WiMAX Is Well Suited For Wide Area Networks, Wi-Fi Is Cost-Effective For a Wide Range of Local Clients
Sunnyvale, CA, March 20, 2008 - Aruba Networks, Inc. (NASDAQ: ARUN), a global leader in wireless LANs and secure unified mobility solutions, today announced the availability of a new white paper on Worldwide Interoperability for Microwave Access (WiMAX) that explores the strengths and weaknesses of this technology for delivering broadband wireless services to fixed and mobile clients. The widespread availability of WiMAX has for years been just around the corner but non-interoperable implementations and frequency spectrum licensing issues have hindered deployments. The situation for enterprises is different, however. The white paper notes that WiMAX is a convenient alternative to wired backhaul for remote or personal access points, and combined with Wi-Fi can help an enterprise cost-effectively accommodate diverse backhaul requirements and extend wireless LAN services to hard-to-wire locations. Ease-of-use is further enhanced when both WiMAX and Wi-Fi networks are managed from a common console using a multi-vendor wireless network management platform.

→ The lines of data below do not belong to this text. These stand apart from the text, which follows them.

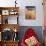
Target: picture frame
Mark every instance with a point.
(5, 12)
(30, 12)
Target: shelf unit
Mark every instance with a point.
(5, 23)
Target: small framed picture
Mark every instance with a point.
(30, 12)
(5, 12)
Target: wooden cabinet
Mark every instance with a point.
(9, 15)
(10, 43)
(9, 25)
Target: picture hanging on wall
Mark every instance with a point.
(30, 12)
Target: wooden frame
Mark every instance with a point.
(30, 12)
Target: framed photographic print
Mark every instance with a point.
(30, 12)
(5, 12)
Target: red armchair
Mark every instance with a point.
(28, 34)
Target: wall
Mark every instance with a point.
(38, 30)
(22, 4)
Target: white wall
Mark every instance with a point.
(22, 4)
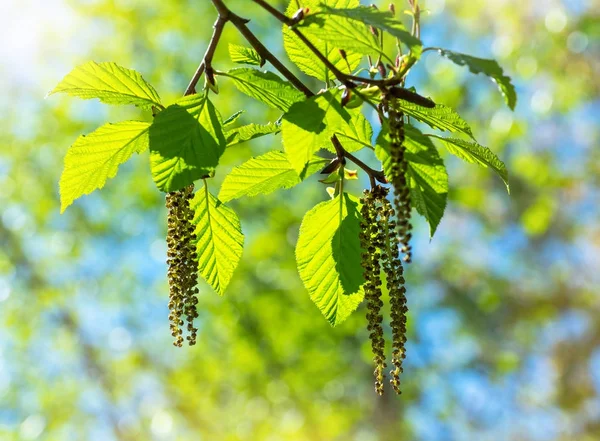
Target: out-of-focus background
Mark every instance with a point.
(504, 301)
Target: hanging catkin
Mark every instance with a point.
(181, 258)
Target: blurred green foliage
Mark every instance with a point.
(503, 339)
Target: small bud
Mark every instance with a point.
(381, 69)
(299, 15)
(346, 96)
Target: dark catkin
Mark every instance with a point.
(181, 258)
(371, 240)
(394, 274)
(398, 178)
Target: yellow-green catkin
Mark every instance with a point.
(394, 274)
(181, 258)
(372, 239)
(398, 178)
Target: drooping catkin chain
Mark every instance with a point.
(399, 177)
(379, 239)
(371, 240)
(181, 258)
(394, 273)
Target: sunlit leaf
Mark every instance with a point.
(475, 154)
(263, 175)
(266, 87)
(304, 58)
(383, 20)
(244, 55)
(328, 255)
(250, 131)
(439, 117)
(110, 83)
(310, 124)
(488, 67)
(186, 142)
(220, 241)
(96, 157)
(427, 174)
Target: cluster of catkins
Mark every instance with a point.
(379, 241)
(398, 176)
(181, 258)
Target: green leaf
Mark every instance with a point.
(110, 83)
(356, 135)
(341, 33)
(220, 241)
(383, 20)
(244, 55)
(475, 154)
(186, 142)
(328, 255)
(488, 67)
(263, 175)
(250, 131)
(233, 118)
(427, 174)
(304, 58)
(266, 87)
(310, 124)
(439, 117)
(94, 158)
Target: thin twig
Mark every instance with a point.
(206, 64)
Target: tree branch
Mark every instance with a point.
(206, 64)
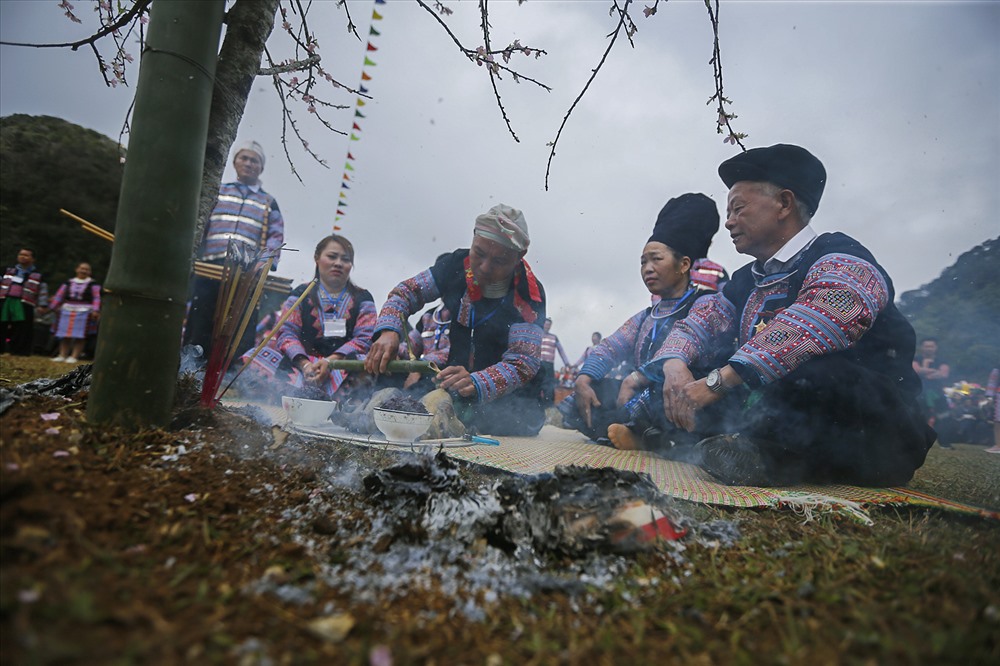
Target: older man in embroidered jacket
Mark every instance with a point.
(820, 388)
(245, 214)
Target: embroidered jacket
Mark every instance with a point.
(244, 216)
(639, 338)
(302, 332)
(498, 340)
(835, 299)
(25, 284)
(430, 339)
(78, 295)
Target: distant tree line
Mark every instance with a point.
(961, 309)
(46, 164)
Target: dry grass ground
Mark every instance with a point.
(214, 543)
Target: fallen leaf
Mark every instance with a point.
(332, 628)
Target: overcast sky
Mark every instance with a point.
(900, 100)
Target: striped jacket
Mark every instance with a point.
(245, 216)
(26, 285)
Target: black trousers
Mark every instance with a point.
(832, 420)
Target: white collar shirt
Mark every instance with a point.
(787, 255)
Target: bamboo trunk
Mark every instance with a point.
(138, 351)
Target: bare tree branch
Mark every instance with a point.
(623, 13)
(732, 136)
(126, 18)
(295, 66)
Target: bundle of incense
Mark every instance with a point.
(201, 268)
(263, 343)
(243, 278)
(423, 367)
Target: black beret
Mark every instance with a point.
(789, 167)
(686, 224)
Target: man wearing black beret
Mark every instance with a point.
(820, 388)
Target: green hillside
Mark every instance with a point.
(961, 308)
(46, 164)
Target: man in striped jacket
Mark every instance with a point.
(245, 214)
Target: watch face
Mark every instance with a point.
(714, 380)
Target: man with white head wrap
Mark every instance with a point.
(498, 308)
(244, 213)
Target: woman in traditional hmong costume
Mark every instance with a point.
(497, 306)
(335, 321)
(78, 302)
(603, 408)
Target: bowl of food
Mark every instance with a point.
(403, 427)
(305, 412)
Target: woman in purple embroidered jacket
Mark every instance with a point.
(821, 388)
(603, 408)
(335, 321)
(78, 302)
(497, 308)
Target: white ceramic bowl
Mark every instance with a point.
(307, 412)
(402, 426)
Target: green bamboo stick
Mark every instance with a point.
(352, 365)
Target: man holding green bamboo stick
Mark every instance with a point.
(498, 308)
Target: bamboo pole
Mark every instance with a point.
(201, 268)
(138, 351)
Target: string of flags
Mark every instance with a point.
(346, 179)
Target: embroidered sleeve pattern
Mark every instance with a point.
(406, 298)
(358, 346)
(614, 349)
(840, 298)
(289, 338)
(520, 363)
(711, 318)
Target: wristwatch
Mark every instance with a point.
(714, 382)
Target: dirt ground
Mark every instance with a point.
(221, 541)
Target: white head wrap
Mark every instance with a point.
(504, 225)
(253, 147)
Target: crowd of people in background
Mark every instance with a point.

"Proponents of WiMAX make claims about in-process trials but there are few, if any, large-scale commercial networks," said Peter Thornycroft, author of the Aruba white paper. "As a technology WiMAX is ready for takeoff, but it is the non-technical obstacles that have conspired to keep it grounded. In this paper I discuss the misconceptions that have arisen over the capabilities and timelines of WiMAX technology, analyze the utility of using licensed versus unlicensed bands, and explain how WiMAX's cutting-edge wireless performance on licensed bands can be complemented with a Wi-Fi deployment on unlicensed bands to provide WWAN-to-WLAN broadband coverage."
Wi-Fi and WiMAX do not inhabit discrete segments of the market but instead overlap, and represent two of many competing ways to deliver broadband wireless services to fixed and mobile clients. While the two share common underlying technologies, each has strengths and weaknesses associated with transmit power, channel bandwidth, spectral bands, antenna gain, and management regimes. The white paper reviews the capabilities of each technology, notes where they are complementary, and makes a case for using them together to achieve a robust broadband solution.